Visite de Hollande au Mali Quels enjeux ?




Le 11 Janvier 2013 François Hollande Président de la République française avait pris la décision d’une intervention militaire au Mali. Cette intervention faisait suite à la prise par les islamistes de la ville de Konna à 700 km au Nord de Bamako, et à l’appel du Président malien Dioncounda Traoré, dont le sud du pays était menacé par des terroristes islamistes. Cette décision était également conforme à la résolution 2085 du Conseil de sécurité de l’ONU autorisant une opération militaire au Nord du Mali.



Jawad Kerdoudi Président de l’IMRI*
Jawad Kerdoudi Président de l’IMRI*
En trois semaines, l’armée française aidée de soldats maliens a stoppé l’avancée des islamistes, et reconquis plusieurs villes du Nord du Mali dont Gao, Tombouctou ainsi que l’aéroport de Kidal. Malgré leurs promesses, les armées africaines de la CEDEAO n’ont pas participé à cette première opération militaire. De son côté, l’Union européenne tout en approuvant l’intervention française au Mali n’a pas envoyé de soldats au Mali.

Quant aux Etats-Unis, ils ont fourni des renseignements à la France, et mis à sa disposition des moyens de transport et de ravitaillement en vol. La non-intervention armée de l’Union européenne et des Etats-Unis peut s’expliquer par le fait qu’ils considèrent que la France est la plus habilité à intervenir en Afrique pour des raisons historiques et militaires (présence de bases militaires françaises en Afrique). Les 3.500 soldats français aidés de 1900 africains, par des frappes aériennes, des parachutages, et le déploiement de véhicules blindés, ont pu chasser les islamistes vers le Nord du Mali.

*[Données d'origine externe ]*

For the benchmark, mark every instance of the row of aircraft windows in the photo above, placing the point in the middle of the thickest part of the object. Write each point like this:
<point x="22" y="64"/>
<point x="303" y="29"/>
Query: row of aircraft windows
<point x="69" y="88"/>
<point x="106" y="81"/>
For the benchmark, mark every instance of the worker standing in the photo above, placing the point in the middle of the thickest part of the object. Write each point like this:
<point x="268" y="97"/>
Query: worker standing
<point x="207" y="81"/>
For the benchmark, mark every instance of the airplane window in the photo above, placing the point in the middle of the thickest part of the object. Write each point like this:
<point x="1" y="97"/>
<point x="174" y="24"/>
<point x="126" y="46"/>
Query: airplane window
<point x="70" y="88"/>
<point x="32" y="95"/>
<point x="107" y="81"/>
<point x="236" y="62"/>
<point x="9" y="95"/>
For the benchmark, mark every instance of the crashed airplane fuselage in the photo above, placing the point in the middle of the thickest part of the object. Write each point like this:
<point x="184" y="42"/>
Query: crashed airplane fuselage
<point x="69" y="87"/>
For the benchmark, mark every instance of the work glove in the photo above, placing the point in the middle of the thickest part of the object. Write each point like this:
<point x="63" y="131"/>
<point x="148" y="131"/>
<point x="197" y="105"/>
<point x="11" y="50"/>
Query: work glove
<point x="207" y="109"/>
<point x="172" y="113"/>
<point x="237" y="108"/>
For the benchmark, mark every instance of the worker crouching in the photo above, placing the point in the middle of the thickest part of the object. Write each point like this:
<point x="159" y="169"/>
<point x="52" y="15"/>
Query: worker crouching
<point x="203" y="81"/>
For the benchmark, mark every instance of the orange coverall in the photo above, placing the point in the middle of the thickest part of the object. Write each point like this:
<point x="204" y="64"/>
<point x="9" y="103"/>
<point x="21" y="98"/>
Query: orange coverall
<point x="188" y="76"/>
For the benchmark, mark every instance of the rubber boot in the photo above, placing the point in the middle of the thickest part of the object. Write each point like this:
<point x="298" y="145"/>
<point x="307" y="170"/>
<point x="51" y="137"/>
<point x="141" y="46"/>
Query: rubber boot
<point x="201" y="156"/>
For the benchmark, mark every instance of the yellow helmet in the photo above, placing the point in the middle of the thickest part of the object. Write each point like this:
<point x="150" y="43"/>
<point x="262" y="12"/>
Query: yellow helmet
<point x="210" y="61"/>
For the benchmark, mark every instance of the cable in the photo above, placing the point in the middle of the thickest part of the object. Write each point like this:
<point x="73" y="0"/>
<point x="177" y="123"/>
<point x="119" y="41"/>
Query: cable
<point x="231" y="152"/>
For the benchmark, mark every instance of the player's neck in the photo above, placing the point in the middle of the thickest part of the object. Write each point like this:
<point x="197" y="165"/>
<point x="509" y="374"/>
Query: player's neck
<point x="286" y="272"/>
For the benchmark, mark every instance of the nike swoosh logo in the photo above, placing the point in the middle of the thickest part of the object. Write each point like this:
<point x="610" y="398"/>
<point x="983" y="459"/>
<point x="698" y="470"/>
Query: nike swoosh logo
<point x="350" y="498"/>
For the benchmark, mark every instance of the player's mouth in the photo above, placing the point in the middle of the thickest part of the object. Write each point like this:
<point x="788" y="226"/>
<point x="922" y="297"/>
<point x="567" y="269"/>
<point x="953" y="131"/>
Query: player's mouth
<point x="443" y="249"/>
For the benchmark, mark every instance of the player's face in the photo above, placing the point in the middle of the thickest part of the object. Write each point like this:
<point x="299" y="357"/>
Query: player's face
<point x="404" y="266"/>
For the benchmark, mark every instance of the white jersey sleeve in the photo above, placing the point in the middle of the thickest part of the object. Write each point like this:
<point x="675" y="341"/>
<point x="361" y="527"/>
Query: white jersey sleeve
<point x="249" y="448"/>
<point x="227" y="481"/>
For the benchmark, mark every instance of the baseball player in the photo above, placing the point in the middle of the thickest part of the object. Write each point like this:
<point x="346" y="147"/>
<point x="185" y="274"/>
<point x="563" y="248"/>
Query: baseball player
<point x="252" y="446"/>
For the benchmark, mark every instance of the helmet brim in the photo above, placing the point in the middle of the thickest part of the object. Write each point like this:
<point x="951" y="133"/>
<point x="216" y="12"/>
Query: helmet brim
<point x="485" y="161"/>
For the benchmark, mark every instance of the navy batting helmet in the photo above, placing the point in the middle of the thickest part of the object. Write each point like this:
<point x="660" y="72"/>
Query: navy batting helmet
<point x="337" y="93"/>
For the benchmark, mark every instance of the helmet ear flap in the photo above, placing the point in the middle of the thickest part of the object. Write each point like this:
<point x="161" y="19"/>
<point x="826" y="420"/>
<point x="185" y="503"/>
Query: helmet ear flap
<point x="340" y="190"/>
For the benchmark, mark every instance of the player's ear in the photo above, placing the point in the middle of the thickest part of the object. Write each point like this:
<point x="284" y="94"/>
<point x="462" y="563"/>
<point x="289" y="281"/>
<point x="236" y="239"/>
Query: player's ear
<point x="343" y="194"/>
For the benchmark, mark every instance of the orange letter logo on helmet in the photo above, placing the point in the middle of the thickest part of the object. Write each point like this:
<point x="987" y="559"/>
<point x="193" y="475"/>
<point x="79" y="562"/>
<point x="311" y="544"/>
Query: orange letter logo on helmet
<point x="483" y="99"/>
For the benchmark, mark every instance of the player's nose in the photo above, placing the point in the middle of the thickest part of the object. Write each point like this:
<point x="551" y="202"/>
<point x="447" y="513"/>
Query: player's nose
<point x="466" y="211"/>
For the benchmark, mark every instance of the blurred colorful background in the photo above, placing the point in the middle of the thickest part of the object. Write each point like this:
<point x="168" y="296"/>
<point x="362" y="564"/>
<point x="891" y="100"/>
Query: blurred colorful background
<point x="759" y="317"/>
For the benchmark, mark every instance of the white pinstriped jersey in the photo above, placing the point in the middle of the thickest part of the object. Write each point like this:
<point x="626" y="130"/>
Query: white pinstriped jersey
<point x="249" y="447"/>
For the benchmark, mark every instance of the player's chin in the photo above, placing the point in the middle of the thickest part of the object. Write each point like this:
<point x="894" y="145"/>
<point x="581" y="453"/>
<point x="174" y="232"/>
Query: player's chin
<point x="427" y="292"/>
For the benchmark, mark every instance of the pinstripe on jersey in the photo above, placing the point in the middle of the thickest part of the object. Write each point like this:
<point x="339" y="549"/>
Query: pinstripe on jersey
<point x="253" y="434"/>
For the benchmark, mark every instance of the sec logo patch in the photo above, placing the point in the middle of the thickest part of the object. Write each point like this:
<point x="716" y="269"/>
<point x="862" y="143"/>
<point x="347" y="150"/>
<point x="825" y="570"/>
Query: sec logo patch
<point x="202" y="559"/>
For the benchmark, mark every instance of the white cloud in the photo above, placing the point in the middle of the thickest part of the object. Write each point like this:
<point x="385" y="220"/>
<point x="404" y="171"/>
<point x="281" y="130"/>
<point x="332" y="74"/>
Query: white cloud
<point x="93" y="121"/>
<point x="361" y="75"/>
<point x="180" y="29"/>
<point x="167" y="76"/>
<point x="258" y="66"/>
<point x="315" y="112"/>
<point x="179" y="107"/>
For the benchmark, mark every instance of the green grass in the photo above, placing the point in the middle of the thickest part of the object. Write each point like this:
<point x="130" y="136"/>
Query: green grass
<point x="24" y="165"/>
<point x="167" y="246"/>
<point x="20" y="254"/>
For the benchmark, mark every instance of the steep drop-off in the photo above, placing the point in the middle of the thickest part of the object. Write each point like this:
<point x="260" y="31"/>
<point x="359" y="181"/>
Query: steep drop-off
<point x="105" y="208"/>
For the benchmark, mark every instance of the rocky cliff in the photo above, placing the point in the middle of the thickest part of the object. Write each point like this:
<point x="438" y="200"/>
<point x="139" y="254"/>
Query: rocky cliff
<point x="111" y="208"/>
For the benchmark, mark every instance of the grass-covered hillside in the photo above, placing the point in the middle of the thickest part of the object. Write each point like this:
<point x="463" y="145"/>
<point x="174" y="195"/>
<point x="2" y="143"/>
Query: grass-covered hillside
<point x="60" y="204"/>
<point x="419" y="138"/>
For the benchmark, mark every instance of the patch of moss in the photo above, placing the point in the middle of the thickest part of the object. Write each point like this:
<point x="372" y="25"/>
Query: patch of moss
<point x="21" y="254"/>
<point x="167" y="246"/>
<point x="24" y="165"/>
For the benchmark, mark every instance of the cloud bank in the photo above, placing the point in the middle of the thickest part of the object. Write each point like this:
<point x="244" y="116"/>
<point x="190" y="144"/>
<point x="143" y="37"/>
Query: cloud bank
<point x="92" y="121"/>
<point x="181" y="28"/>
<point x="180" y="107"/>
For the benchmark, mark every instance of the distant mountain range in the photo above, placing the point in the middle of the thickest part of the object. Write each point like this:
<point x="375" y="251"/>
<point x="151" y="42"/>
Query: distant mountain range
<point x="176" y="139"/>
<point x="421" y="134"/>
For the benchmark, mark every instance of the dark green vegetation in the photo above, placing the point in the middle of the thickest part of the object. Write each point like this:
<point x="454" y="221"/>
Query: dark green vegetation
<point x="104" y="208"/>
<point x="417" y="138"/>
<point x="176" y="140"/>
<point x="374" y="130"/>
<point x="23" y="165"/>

Le 2 Février 2013, François Hollande a décidé de se rendre au Mali pour féliciter l’armée française, et rencontrer les dirigeants et la population malienne. Son périple d’une journée lui a permis de visiter Sévaré, Tombouctou, et Bamako la capitale. Il était accompagné de trois ministres : affaires étrangères, défense, mais aussi développement pour montrer que l’action de la France n’est pas uniquement sécuritaire. A Tombouctou, il a tenu à visiter l’Institut où sont conservés des manuscrits millénaires, dont certains ont été détruits par les islamistes. Il y a lancé un appel aux pays africains pour assurer la relève de l’armée française, et incité le peuple malien au dialogue et à la réconciliation. Il a mis en garde les militaires contre les exactions et la violation des droits de l’homme vis-à-vis de la population civile.

A Bamako, dans le discours à l’Ambassade de France, François Hollande a rappelé que le motif de l’intervention militaire française était le combat contre le terrorisme et la sauvegarde de la stabilité du Mali et de toute l’Afrique de l’Ouest. Il a ajouté que la France restera le temps qu’il faudra mais n’a pas vocation à rester. Il a indiqué que le terrorisme a été repoussé, chassé, mais n’a pas encore être vaincu. Il a enfin avoué qu’il venait de vivre la journée la plus importante de sa vie politique. Durant sa visite au Mali, François Hollande a reçu les remerciements chaleureux des dirigeants maliens, ainsi qu’un véritable triomphe de la part de la population malienne qui n’a pas ménagé ses vivas et lui a offert des cadeaux symboliques.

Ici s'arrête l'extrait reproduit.